A failure to get defense witnesses to The Hague in time or to set up video link facilities in African countries where they are based has continued to slow down the presentation of evidence by lawyers for Jean-Pierre Bemba.
The trial of the former vice president of the Democratic Republic of the Congo, who has been in the custody of the International Criminal Court (ICC) since 2008, has seen persistent interruptions to hearings because scheduled witnesses are often unavailable to give evidence.
By next week, when hearings are expected to resume, it will be three weeks since the last witness testified in the trial that opened in November 2010. Hearings scheduled for last week and this week have been called off.
Only 19 witnesses have testified for Mr. Bemba since the start of the defense case last August. At the time, it had been expected that all defense witnesses would have completed testifying by July this year. The defense has this month cut from 63 to 50 the number of witnesses it intends to call.
Mr. Bemba, an opposition leader in Congo, is battling charges of failing to discipline his Movement for the Liberation of Congo (MLC) soldiers, who prosecutors allege committed rape, murder, and pillaging during 2002 and 2003. He denies the charges, stating that authorities in the Central African Republic, where his forces were deployed at the time, had the command and control responsibility over those troops.
Most of the MLC soldiers who fought in the conflict were integrated into the Congolese national army, in which many are still serving, some at senior level. Such soldiers would require authorization in order to travel out of Congo or to testify remotely. This authorization may not be easy to secure because Mr. Bemba remains a leading opposition figure.

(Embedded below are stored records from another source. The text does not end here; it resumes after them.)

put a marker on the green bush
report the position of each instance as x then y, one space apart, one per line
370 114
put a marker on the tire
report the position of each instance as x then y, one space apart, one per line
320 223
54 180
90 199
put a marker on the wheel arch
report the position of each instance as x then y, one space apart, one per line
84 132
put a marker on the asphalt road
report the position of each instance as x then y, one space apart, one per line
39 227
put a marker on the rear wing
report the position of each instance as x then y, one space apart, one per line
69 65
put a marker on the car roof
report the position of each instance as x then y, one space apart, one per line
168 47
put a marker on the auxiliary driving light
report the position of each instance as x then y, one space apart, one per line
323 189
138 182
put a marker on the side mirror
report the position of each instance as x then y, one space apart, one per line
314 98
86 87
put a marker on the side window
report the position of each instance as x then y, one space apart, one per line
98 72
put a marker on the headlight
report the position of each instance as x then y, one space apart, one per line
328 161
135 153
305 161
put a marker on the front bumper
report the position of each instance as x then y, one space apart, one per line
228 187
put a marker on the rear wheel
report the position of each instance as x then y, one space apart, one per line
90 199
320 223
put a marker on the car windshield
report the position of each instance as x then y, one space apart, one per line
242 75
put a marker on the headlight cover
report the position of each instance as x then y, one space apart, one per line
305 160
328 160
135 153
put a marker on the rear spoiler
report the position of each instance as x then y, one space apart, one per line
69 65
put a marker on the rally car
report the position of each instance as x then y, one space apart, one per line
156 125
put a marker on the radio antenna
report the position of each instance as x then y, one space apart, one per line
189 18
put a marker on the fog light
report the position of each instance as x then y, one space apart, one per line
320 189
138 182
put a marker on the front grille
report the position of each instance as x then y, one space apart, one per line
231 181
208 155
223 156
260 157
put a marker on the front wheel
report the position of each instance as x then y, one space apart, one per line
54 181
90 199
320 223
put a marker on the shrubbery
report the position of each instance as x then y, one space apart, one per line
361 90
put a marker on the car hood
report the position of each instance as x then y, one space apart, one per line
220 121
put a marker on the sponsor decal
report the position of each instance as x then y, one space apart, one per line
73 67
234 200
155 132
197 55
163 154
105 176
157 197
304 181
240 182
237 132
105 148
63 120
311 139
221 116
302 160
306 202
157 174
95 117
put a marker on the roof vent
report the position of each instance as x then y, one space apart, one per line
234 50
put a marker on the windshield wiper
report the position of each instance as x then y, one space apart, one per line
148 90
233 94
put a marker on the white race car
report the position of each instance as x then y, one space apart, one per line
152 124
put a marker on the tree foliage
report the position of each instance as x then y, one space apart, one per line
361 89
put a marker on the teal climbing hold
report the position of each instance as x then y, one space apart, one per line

Furthermore, several soldiers from the Central African armed forces, who fought alongside the Bemba troops, are still in the service of their country or went into exile when Mr. Patassé was ousted in March 2003. Moreover, the country has been in upheaval since François Bozizé, who became president in 2003, was deposed by rebels and fled to Cameroon in March 2013.
Those who have so far testified for the defense include three experts, crime-based witnesses, and former MLC insiders. Defense lawyers have previously cited uncooperative state authorities, fear of reprisal attacks, and the vulnerability of a number of witnesses, some of whom could incriminate themselves during testimony, as difficulties faced in getting their witnesses to appear before the court.
Last September, ‘Witness D04-07’ testified for three days then disappeared from the court before completing his testimony. ‘Witness D04-11,’ who was scheduled to testify next, did not board the plane to The Hague and was reported untraceable.
In the face of challenges to get Africa-based witnesses to The Hague, judges Sylvia Steiner, Kuniko Osaki, and Joyce Aluoch last October ordered the defense to first produce those defense witnesses based in Europe who did not face any difficulties in appearing before the chamber. Once those witnesses completed testifying, the defense again reported challenges in securing the appearance of its other witnesses.
Difficulties in getting Africa-based witnesses to Europe have also prompted the court to consider hearing their evidence from the chambers of the International Criminal Tribunal for Rwanda (ICTR) in Arusha, Tanzania. The defense witnesses who have testified over recent months have all given evidence remotely via video link.
Defense lawyers have stated that applications for government authorization have been made for some of the outstanding witnesses that required it. However, cooperation with these requests had been “painfully slow or non-existent.” But other witnesses are based in countries where the ICC has not concluded arrangements and negotiations required to establish video link facilities.
The trial is scheduled to resume on Wednesday, June 5.